I don't think that should be an issue. Although I'm not entirely sure about what the standard prescribes, the lambda should have a unique type, so weighted_distance_transform() should get specifically instantiated for that lambda (and the compiler should probably deduce that it's not going to re-use that implementation for any other function due to the type uniqueness). The problem is that the compiler might recognize the lambda as non-trivial function, so it doesn't inline it, which might be the reason it misses out on the optimizations. So maybe one could try to force-inline the lambda, but I'm not sure if that is actually beneficial in the end...

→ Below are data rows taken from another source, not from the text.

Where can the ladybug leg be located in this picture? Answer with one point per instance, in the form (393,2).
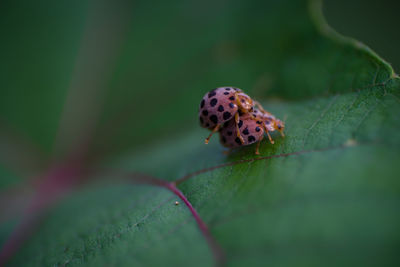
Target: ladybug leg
(270,138)
(227,152)
(212,132)
(259,106)
(267,133)
(258,145)
(237,128)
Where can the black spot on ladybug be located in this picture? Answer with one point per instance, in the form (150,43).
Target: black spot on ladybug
(211,94)
(251,139)
(227,115)
(214,119)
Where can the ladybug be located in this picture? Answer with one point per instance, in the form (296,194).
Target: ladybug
(270,122)
(221,105)
(252,126)
(252,131)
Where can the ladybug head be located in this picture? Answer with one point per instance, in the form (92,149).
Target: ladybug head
(280,126)
(244,102)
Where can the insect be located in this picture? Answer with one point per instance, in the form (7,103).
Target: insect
(253,127)
(221,105)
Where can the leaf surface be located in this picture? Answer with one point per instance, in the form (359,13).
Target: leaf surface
(327,194)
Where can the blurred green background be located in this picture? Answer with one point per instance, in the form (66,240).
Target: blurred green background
(97,81)
(375,23)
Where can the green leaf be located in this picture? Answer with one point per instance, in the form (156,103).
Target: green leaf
(327,194)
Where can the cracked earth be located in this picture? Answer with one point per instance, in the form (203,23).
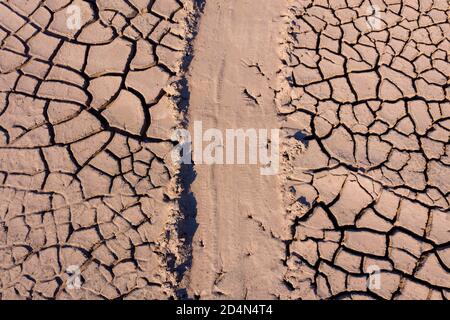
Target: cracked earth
(87,181)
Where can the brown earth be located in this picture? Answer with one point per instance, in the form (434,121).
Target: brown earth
(87,180)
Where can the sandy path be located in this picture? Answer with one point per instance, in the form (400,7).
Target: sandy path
(239,211)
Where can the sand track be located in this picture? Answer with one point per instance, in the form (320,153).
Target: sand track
(93,206)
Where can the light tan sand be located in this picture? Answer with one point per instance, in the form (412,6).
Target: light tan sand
(92,205)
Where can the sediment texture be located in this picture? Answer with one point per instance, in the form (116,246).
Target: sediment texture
(88,187)
(85,126)
(367,175)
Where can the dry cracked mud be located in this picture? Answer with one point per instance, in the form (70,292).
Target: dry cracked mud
(92,205)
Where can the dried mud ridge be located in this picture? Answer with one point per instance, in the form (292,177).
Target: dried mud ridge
(86,178)
(367,177)
(86,119)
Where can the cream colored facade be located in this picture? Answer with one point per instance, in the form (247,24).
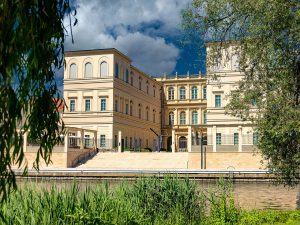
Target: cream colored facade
(183,112)
(104,92)
(225,132)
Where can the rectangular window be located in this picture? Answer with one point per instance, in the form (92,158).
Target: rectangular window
(194,118)
(72,105)
(87,141)
(236,138)
(116,141)
(218,138)
(130,110)
(255,138)
(116,105)
(102,141)
(103,105)
(217,101)
(87,105)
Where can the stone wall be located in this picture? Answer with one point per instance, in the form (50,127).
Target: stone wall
(227,160)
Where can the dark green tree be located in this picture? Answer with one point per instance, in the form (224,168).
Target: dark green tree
(31,49)
(268,36)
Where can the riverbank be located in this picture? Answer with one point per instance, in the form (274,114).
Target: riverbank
(91,173)
(144,201)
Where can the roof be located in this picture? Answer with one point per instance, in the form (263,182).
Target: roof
(95,52)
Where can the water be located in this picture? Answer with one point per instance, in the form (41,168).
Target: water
(248,195)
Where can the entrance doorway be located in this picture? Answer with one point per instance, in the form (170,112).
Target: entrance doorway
(169,144)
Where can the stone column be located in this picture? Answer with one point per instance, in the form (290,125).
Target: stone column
(81,139)
(189,139)
(176,117)
(120,141)
(81,132)
(214,131)
(173,140)
(240,138)
(25,141)
(66,141)
(95,140)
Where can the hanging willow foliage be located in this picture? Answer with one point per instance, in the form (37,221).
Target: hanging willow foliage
(31,49)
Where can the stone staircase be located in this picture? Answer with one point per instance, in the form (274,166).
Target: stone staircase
(138,160)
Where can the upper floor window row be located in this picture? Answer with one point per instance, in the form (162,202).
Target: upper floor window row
(88,70)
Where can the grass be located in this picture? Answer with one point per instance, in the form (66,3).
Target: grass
(145,201)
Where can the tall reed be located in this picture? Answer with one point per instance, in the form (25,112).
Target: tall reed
(145,201)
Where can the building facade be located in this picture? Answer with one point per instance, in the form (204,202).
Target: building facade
(183,111)
(224,131)
(131,110)
(104,92)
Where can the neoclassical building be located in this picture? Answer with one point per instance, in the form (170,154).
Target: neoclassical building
(131,110)
(224,131)
(183,111)
(104,92)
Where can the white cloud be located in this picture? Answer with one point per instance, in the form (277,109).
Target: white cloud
(135,27)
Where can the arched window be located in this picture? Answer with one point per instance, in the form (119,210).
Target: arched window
(140,111)
(194,92)
(171,93)
(182,118)
(88,70)
(140,83)
(127,76)
(194,117)
(73,71)
(204,92)
(235,62)
(117,71)
(171,118)
(104,69)
(131,108)
(182,93)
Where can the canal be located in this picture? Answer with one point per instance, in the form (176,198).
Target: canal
(248,194)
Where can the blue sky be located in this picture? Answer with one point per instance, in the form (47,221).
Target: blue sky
(148,31)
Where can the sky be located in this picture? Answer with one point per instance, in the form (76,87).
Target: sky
(148,31)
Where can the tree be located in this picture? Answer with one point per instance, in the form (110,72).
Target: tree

danielzgtg commented 1 year ago

I just switched to a new branch and made a few test edits. It is still 3000us after putting [[gnu::always_inline]] inline in front of every single function in distance_transform.hpp. Putting that only in front of weighted_distance_transform() gives the same result.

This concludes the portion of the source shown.